Staggering as he stood, Floyd found his footing and started back towards the waiting ship. “Even if it kills you?” he gasped, the exertion making his breathing ragged.
“Don’t talk, Floyd. Just walk.”
He reached the door of the shuttle and lowered Auger into the internal chamber. He forced himself into the same tight space and found the counterpart to the striped handle he’d pulled on the outside. He yanked it down and waited for the door to lower itself.
Down below, at the base of the tower, the stricken Slasher ship had finally reached the ground. As the door slid down, Floyd watched it die, burying its nose in ice and fire. The carcass collapsed in on itself, blossoming with a thousand miniature explosions. Next to it, the tower rattled in sympathy, dislodging even more of its rickety superstructure.
“I think Guy de Maupassant’s about to get his dying wish,” Floyd said.
He had one last view of the tower and the Champ de Mars as the shuttle hauled itself into the clouds. Enormous explosions ripped open what remained of the body of the crashed Polity ship. Perfectly circular shockwaves raced away from the scene, out towards the perimeter shield. Paris quivered. Slowly, like some great wounded giraffe, the tower began its terminal collapse. One of the legs supporting the third-stage deck buckled, splintering into a million iron shards. The other three legs could not support what remained of the structure, although for a few seconds it looked as if they might. But a process had now begun that could have only one outcome. After centuries of stalemate, gravity was winning over twisted iron girders and rusted iron bolts. The tower began to lean more acutely, and the remaining legs slowly began to bow under the conflicting stresses. Hundred-ton girders popped free, twanging into empty space like flicked playing cards. As thousands of tons of metal slammed into the ground, a veil of powdered ice rose hundreds of metres into the air. It served as a kind of screen, camouflaging the tower’s final moments. Floyd saw the third observation deck tilting into that whiteness, caught in a stutter of jagged lightning, and then he looked away, some part of him unable to watch until the end.
He decided, for all its faults, that he preferred his own Paris.
It was such a shame that he would never see it again.
“I appreciate that circumstances might be better,” said the man in the white captain’s uniform, resplendent with epaulettes and sleeve braids, “but I still want you to feel at home on this ship.”
Tunguska offered Floyd a cigar from a little wooden humidor.
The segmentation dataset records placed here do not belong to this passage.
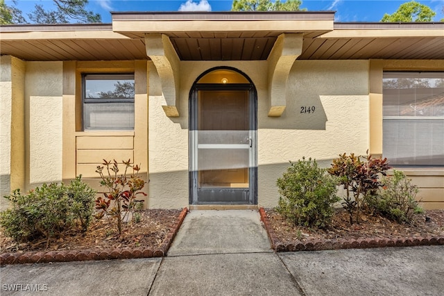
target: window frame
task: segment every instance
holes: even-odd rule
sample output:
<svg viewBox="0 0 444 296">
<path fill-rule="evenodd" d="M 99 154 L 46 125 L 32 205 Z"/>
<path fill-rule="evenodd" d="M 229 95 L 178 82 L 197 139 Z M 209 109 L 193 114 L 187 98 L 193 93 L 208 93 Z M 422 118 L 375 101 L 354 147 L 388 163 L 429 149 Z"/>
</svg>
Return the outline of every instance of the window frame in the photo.
<svg viewBox="0 0 444 296">
<path fill-rule="evenodd" d="M 420 122 L 420 121 L 427 121 L 427 120 L 441 120 L 444 122 L 444 114 L 443 115 L 425 115 L 425 116 L 422 116 L 422 115 L 418 115 L 416 114 L 413 115 L 391 115 L 391 114 L 388 114 L 386 115 L 386 105 L 384 104 L 384 101 L 386 101 L 386 100 L 384 99 L 384 90 L 385 90 L 385 88 L 384 88 L 384 80 L 386 79 L 409 79 L 409 78 L 411 78 L 411 79 L 420 79 L 421 78 L 421 74 L 423 75 L 427 75 L 427 74 L 436 74 L 438 75 L 436 75 L 436 78 L 440 79 L 439 76 L 440 75 L 443 75 L 444 76 L 444 71 L 436 71 L 436 70 L 432 70 L 432 71 L 412 71 L 412 70 L 409 70 L 409 71 L 399 71 L 399 70 L 384 70 L 383 71 L 383 74 L 382 74 L 382 130 L 383 130 L 383 135 L 382 135 L 382 155 L 384 157 L 387 157 L 388 158 L 388 161 L 391 161 L 390 158 L 388 157 L 388 156 L 385 153 L 384 150 L 386 150 L 384 149 L 384 147 L 386 146 L 386 145 L 384 145 L 387 139 L 386 138 L 386 136 L 384 135 L 384 130 L 386 129 L 386 120 L 399 120 L 400 122 L 401 122 L 402 120 L 404 121 L 407 121 L 409 122 L 409 124 L 411 124 L 415 122 L 415 123 L 418 123 L 419 124 Z M 398 76 L 396 76 L 396 74 L 398 74 Z M 429 78 L 429 79 L 433 79 L 434 77 L 423 77 L 423 78 Z M 428 88 L 405 88 L 407 89 L 410 89 L 410 90 L 413 90 L 413 92 L 415 92 L 415 94 L 416 94 L 416 92 L 418 91 L 418 90 L 421 90 L 421 89 L 427 89 Z M 398 88 L 399 89 L 399 88 Z M 433 98 L 433 97 L 435 94 L 432 94 L 432 96 L 431 97 L 431 99 Z M 437 92 L 436 95 L 441 95 L 441 92 Z M 413 97 L 413 96 L 412 96 Z M 420 98 L 420 100 L 421 99 L 425 99 L 425 98 Z M 398 104 L 396 105 L 397 108 L 399 108 L 400 106 L 402 106 L 402 104 L 400 103 L 401 101 L 401 97 L 398 97 Z M 416 98 L 415 98 L 416 99 Z M 414 107 L 416 107 L 416 106 Z M 433 110 L 433 112 L 434 112 L 434 110 Z M 402 124 L 402 122 L 399 123 Z M 404 124 L 406 124 L 404 123 Z M 444 123 L 443 123 L 444 124 Z M 415 126 L 415 129 L 416 129 L 416 126 Z M 420 127 L 418 128 L 419 131 L 420 131 Z M 430 135 L 433 135 L 432 133 L 431 133 Z M 394 138 L 393 139 L 389 139 L 389 140 L 399 140 L 400 138 Z M 420 146 L 420 145 L 418 145 L 418 143 L 420 143 L 420 141 L 418 141 L 420 138 L 418 137 L 416 137 L 414 139 L 411 139 L 412 142 L 414 140 L 414 142 L 413 142 L 414 144 L 414 147 L 415 147 L 415 153 L 413 154 L 411 156 L 409 156 L 413 158 L 416 158 L 416 157 L 418 156 L 419 154 L 417 154 L 416 153 L 416 147 L 422 147 L 423 146 Z M 439 140 L 439 139 L 438 140 Z M 432 143 L 434 143 L 434 140 L 432 140 Z M 427 143 L 424 143 L 423 145 L 425 146 L 427 145 Z M 433 147 L 434 147 L 434 145 L 433 145 Z M 398 158 L 396 158 L 396 161 L 394 161 L 394 163 L 393 165 L 393 166 L 394 167 L 444 167 L 444 161 L 443 162 L 443 163 L 441 163 L 441 161 L 436 161 L 438 160 L 440 160 L 440 158 L 438 158 L 438 157 L 435 157 L 434 158 L 433 158 L 435 154 L 432 152 L 430 154 L 426 154 L 425 156 L 425 160 L 423 160 L 421 163 L 421 161 L 408 161 L 407 162 L 407 163 L 402 164 L 402 163 L 400 163 L 400 160 L 398 160 Z M 429 156 L 430 158 L 429 161 L 427 160 L 427 157 Z"/>
<path fill-rule="evenodd" d="M 131 129 L 119 129 L 115 126 L 110 127 L 109 129 L 91 129 L 85 127 L 85 104 L 110 104 L 110 103 L 128 103 L 133 104 L 133 108 L 135 108 L 135 86 L 134 97 L 132 98 L 113 98 L 113 99 L 100 99 L 100 98 L 89 98 L 86 96 L 86 82 L 88 76 L 103 78 L 103 80 L 106 80 L 106 78 L 110 78 L 109 80 L 133 80 L 133 84 L 135 85 L 135 75 L 133 72 L 85 72 L 80 74 L 81 77 L 81 126 L 82 131 L 134 131 L 135 120 L 133 123 L 133 127 Z M 100 79 L 91 79 L 91 80 L 100 80 Z M 133 116 L 135 115 L 135 110 L 133 110 Z"/>
</svg>

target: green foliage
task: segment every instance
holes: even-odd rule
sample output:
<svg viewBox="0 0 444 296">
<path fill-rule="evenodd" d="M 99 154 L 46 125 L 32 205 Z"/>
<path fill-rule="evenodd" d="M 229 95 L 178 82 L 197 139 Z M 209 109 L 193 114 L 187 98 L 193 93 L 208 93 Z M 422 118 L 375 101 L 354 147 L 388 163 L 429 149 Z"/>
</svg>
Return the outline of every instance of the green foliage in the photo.
<svg viewBox="0 0 444 296">
<path fill-rule="evenodd" d="M 122 222 L 129 213 L 134 211 L 137 195 L 146 196 L 145 192 L 140 191 L 145 186 L 145 181 L 138 176 L 140 167 L 131 165 L 130 159 L 122 163 L 125 165 L 122 174 L 119 174 L 119 165 L 115 160 L 111 162 L 104 159 L 104 166 L 98 166 L 96 171 L 102 179 L 101 185 L 108 190 L 103 197 L 99 197 L 96 200 L 96 209 L 98 210 L 96 217 L 101 219 L 106 215 L 114 222 L 119 235 L 122 233 Z M 128 169 L 133 170 L 129 176 L 127 175 Z"/>
<path fill-rule="evenodd" d="M 391 15 L 385 13 L 381 19 L 382 22 L 432 22 L 436 13 L 427 5 L 416 1 L 401 4 Z"/>
<path fill-rule="evenodd" d="M 328 172 L 337 176 L 346 190 L 343 206 L 348 212 L 350 224 L 353 223 L 354 214 L 356 222 L 359 222 L 365 200 L 375 195 L 382 185 L 379 178 L 386 174 L 388 170 L 386 161 L 386 158 L 373 158 L 371 155 L 357 156 L 354 154 L 348 156 L 343 154 L 333 160 Z"/>
<path fill-rule="evenodd" d="M 0 225 L 17 242 L 44 238 L 46 245 L 55 236 L 78 223 L 86 231 L 92 214 L 96 192 L 76 178 L 69 186 L 43 184 L 22 195 L 19 189 L 5 198 L 12 208 L 0 213 Z"/>
<path fill-rule="evenodd" d="M 71 211 L 78 222 L 84 232 L 88 229 L 94 211 L 96 190 L 88 184 L 82 182 L 81 176 L 71 181 L 66 188 L 66 194 L 71 201 Z"/>
<path fill-rule="evenodd" d="M 339 200 L 335 179 L 311 158 L 290 164 L 277 181 L 278 211 L 296 225 L 327 227 L 334 212 L 332 205 Z"/>
<path fill-rule="evenodd" d="M 231 8 L 232 11 L 298 11 L 306 10 L 300 8 L 300 0 L 234 0 Z"/>
<path fill-rule="evenodd" d="M 402 172 L 394 170 L 393 176 L 382 178 L 382 183 L 378 194 L 368 201 L 377 213 L 400 223 L 409 223 L 414 214 L 423 211 L 415 199 L 418 187 Z"/>
<path fill-rule="evenodd" d="M 88 0 L 53 0 L 56 9 L 45 9 L 35 4 L 28 17 L 33 24 L 96 23 L 101 22 L 98 13 L 86 10 Z M 15 4 L 15 1 L 13 1 Z M 0 0 L 0 24 L 26 24 L 22 10 L 8 6 Z"/>
<path fill-rule="evenodd" d="M 15 1 L 12 3 L 15 4 Z M 22 10 L 5 3 L 5 0 L 0 0 L 0 24 L 26 24 L 26 21 L 22 15 Z"/>
</svg>

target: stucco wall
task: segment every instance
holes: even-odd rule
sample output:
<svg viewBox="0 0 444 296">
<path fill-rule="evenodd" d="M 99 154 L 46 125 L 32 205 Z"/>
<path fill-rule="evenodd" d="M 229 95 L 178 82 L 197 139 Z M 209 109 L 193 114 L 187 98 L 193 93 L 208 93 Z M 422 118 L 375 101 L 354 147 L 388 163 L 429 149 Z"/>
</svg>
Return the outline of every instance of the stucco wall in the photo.
<svg viewBox="0 0 444 296">
<path fill-rule="evenodd" d="M 280 117 L 267 117 L 259 101 L 259 206 L 277 205 L 276 179 L 289 161 L 311 157 L 328 167 L 339 154 L 368 148 L 368 61 L 296 60 L 287 88 Z"/>
<path fill-rule="evenodd" d="M 258 97 L 258 200 L 273 206 L 276 179 L 302 156 L 330 165 L 339 154 L 368 149 L 368 61 L 296 61 L 288 81 L 287 108 L 268 116 L 266 61 L 181 62 L 180 117 L 167 117 L 155 68 L 150 66 L 149 207 L 189 203 L 189 96 L 197 77 L 214 67 L 233 67 L 255 83 Z M 301 107 L 315 112 L 301 113 Z"/>
<path fill-rule="evenodd" d="M 25 62 L 0 58 L 0 197 L 24 185 Z M 0 209 L 8 206 L 0 199 Z"/>
<path fill-rule="evenodd" d="M 28 62 L 25 78 L 26 184 L 62 181 L 62 62 Z"/>
</svg>

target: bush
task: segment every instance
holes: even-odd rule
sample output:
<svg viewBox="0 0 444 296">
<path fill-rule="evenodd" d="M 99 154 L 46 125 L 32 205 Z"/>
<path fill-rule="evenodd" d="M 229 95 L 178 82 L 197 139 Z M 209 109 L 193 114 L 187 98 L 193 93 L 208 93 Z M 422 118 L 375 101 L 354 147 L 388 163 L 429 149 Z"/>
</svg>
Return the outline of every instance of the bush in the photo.
<svg viewBox="0 0 444 296">
<path fill-rule="evenodd" d="M 103 193 L 103 197 L 96 199 L 96 209 L 98 210 L 96 217 L 101 219 L 106 214 L 110 221 L 114 222 L 119 235 L 122 233 L 122 222 L 135 208 L 137 196 L 146 196 L 141 191 L 146 182 L 138 175 L 140 167 L 132 165 L 130 159 L 122 163 L 125 165 L 122 174 L 119 174 L 119 165 L 115 159 L 113 162 L 104 159 L 103 166 L 99 165 L 96 170 L 102 179 L 101 186 L 108 191 Z M 127 174 L 128 170 L 133 171 L 130 176 Z"/>
<path fill-rule="evenodd" d="M 295 225 L 327 227 L 334 213 L 333 204 L 339 200 L 335 179 L 311 158 L 290 165 L 278 179 L 278 211 Z"/>
<path fill-rule="evenodd" d="M 97 192 L 82 182 L 81 176 L 71 180 L 67 187 L 67 195 L 71 201 L 71 211 L 77 218 L 84 232 L 88 229 L 94 211 L 94 200 Z"/>
<path fill-rule="evenodd" d="M 351 154 L 341 154 L 333 160 L 328 172 L 339 178 L 339 183 L 346 190 L 346 196 L 342 203 L 343 208 L 348 212 L 350 223 L 353 224 L 353 215 L 355 221 L 359 222 L 359 216 L 366 199 L 376 194 L 382 183 L 379 181 L 381 175 L 385 176 L 388 170 L 387 158 L 373 158 L 371 155 L 356 156 Z M 353 199 L 350 196 L 352 192 Z"/>
<path fill-rule="evenodd" d="M 0 225 L 7 236 L 21 242 L 44 238 L 49 240 L 78 222 L 86 231 L 92 214 L 96 192 L 80 176 L 66 186 L 43 184 L 22 195 L 19 189 L 6 196 L 12 208 L 0 213 Z"/>
<path fill-rule="evenodd" d="M 394 170 L 393 175 L 384 177 L 384 186 L 368 202 L 374 211 L 400 223 L 411 222 L 415 213 L 422 213 L 415 197 L 419 192 L 402 172 Z"/>
</svg>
Floyd declined the cigar, but accepted a shot of whisky. They sat in upholstered armchairs in the luxuriously appointed parlour room of what was either an ocean liner, airship or transatlantic flying boat. Through the square windows, only a rain-washed darkness was visible, and the droning hum of engines was sufficiently nondescript that any of the possibilities could have applied. Ceiling fans stirred the air above them, rotating with laboured slowness.
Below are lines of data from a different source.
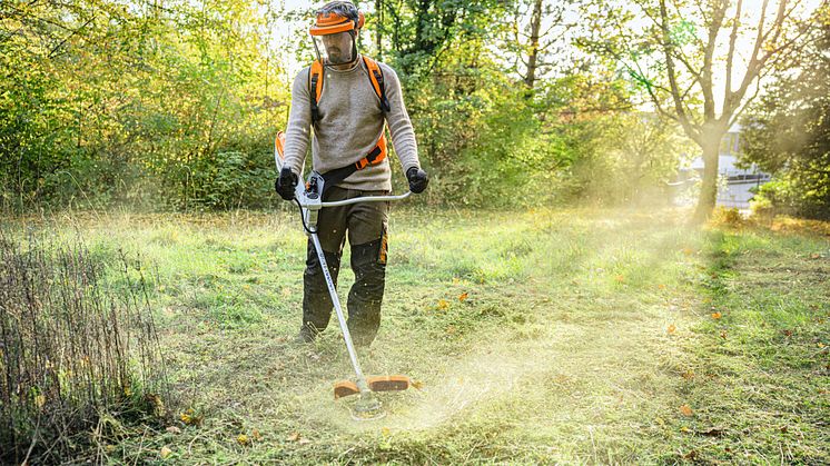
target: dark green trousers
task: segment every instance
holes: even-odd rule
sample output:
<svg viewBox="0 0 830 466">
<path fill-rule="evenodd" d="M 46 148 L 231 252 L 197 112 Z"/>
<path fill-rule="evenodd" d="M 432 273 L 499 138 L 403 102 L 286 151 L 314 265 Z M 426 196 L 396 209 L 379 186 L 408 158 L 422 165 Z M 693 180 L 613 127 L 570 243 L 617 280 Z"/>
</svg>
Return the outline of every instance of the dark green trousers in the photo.
<svg viewBox="0 0 830 466">
<path fill-rule="evenodd" d="M 327 187 L 324 201 L 360 196 L 388 195 L 388 191 L 359 191 Z M 317 236 L 326 256 L 328 271 L 337 286 L 343 245 L 348 236 L 355 282 L 348 293 L 348 330 L 357 346 L 368 346 L 381 326 L 381 305 L 386 281 L 388 202 L 358 202 L 326 207 L 317 218 Z M 334 304 L 326 287 L 317 252 L 310 238 L 303 277 L 303 325 L 314 335 L 323 331 Z"/>
</svg>

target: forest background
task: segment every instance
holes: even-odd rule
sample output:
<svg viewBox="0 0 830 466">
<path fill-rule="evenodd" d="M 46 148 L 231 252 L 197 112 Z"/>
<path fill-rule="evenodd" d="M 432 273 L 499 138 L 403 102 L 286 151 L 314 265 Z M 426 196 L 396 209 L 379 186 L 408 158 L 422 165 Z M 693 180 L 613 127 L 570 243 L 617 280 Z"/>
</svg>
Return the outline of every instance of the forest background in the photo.
<svg viewBox="0 0 830 466">
<path fill-rule="evenodd" d="M 432 175 L 419 202 L 664 205 L 703 156 L 705 218 L 717 146 L 742 123 L 744 159 L 774 175 L 760 205 L 830 211 L 826 1 L 358 6 L 360 50 L 404 85 Z M 3 2 L 3 211 L 278 205 L 273 140 L 316 7 Z"/>
</svg>

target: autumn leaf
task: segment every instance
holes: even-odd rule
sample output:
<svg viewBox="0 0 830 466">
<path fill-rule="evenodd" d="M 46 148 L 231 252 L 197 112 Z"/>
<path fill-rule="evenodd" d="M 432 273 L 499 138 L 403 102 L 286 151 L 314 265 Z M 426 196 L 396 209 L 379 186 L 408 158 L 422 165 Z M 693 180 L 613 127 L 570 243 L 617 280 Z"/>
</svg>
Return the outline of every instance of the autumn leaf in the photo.
<svg viewBox="0 0 830 466">
<path fill-rule="evenodd" d="M 167 446 L 161 447 L 161 450 L 159 450 L 158 455 L 161 457 L 161 459 L 167 458 L 172 454 L 172 450 L 168 448 Z"/>
<path fill-rule="evenodd" d="M 185 413 L 179 414 L 179 419 L 188 426 L 197 426 L 201 424 L 201 416 L 197 416 L 192 408 L 189 408 Z"/>
</svg>

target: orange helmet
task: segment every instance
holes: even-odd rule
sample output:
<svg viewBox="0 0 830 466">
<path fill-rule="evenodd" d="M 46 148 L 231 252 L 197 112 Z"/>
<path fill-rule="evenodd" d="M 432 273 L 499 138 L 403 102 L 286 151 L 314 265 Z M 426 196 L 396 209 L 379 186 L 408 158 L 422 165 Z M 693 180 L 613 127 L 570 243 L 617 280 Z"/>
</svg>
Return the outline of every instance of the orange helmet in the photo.
<svg viewBox="0 0 830 466">
<path fill-rule="evenodd" d="M 330 1 L 317 10 L 317 20 L 309 32 L 312 36 L 328 36 L 357 31 L 365 21 L 363 12 L 350 1 Z"/>
</svg>

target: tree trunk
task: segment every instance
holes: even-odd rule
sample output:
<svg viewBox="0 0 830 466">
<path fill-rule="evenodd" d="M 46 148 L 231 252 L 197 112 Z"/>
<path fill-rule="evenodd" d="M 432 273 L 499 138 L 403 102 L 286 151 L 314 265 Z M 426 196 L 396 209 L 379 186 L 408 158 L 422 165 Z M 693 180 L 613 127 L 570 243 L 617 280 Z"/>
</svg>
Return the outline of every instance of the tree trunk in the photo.
<svg viewBox="0 0 830 466">
<path fill-rule="evenodd" d="M 693 221 L 703 224 L 714 210 L 714 204 L 718 198 L 718 158 L 723 133 L 707 137 L 703 149 L 703 185 L 700 188 L 698 207 L 694 209 Z"/>
<path fill-rule="evenodd" d="M 527 57 L 527 73 L 524 83 L 527 89 L 533 89 L 536 83 L 536 61 L 538 60 L 538 29 L 542 26 L 542 0 L 533 3 L 533 16 L 531 17 L 531 52 Z"/>
</svg>

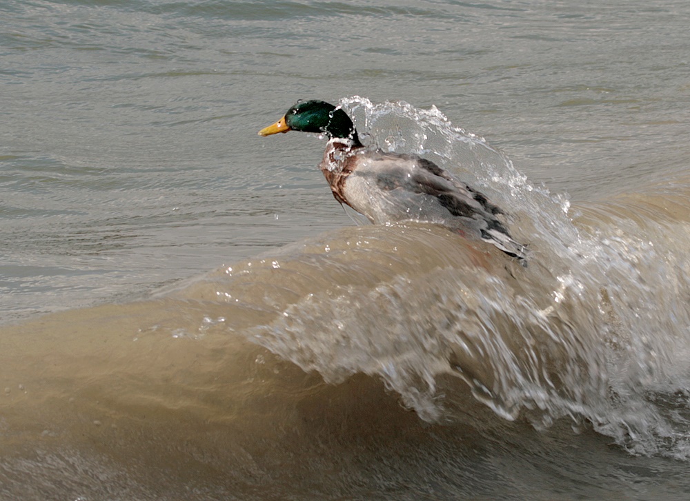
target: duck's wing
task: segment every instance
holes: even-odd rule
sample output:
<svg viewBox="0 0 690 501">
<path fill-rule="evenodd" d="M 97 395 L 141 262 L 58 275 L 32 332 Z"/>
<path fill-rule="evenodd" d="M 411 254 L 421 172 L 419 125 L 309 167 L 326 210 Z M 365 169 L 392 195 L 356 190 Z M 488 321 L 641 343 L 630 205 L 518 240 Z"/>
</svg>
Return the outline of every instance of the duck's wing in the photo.
<svg viewBox="0 0 690 501">
<path fill-rule="evenodd" d="M 431 216 L 430 220 L 437 221 L 435 216 L 445 213 L 446 216 L 438 222 L 461 230 L 473 229 L 480 238 L 506 254 L 521 259 L 525 257 L 525 246 L 515 242 L 497 218 L 504 212 L 483 194 L 457 181 L 433 162 L 416 155 L 379 152 L 361 167 L 357 174 L 375 177 L 377 187 L 391 193 L 391 198 L 397 194 L 400 201 L 409 201 L 413 194 L 421 195 L 426 214 L 420 214 L 420 218 Z"/>
</svg>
Floyd drank half his whiskey. It wasn’t the best he’d ever tasted, but it still took the edge off his day. “What’s the news on Auger?” he asked.
“She’s stable,” Tunguska said. “The physical injury from the malfunctioning weapon was easily attended to, and ordinarily wouldn’t have caused any difficulties.”
“But on this occasion?”
“She went into shock. It’s quite possible that she would have died without intervention from Cassie’s machines. As it is, the machines have consolidated their hold on her. It’s like a coma.”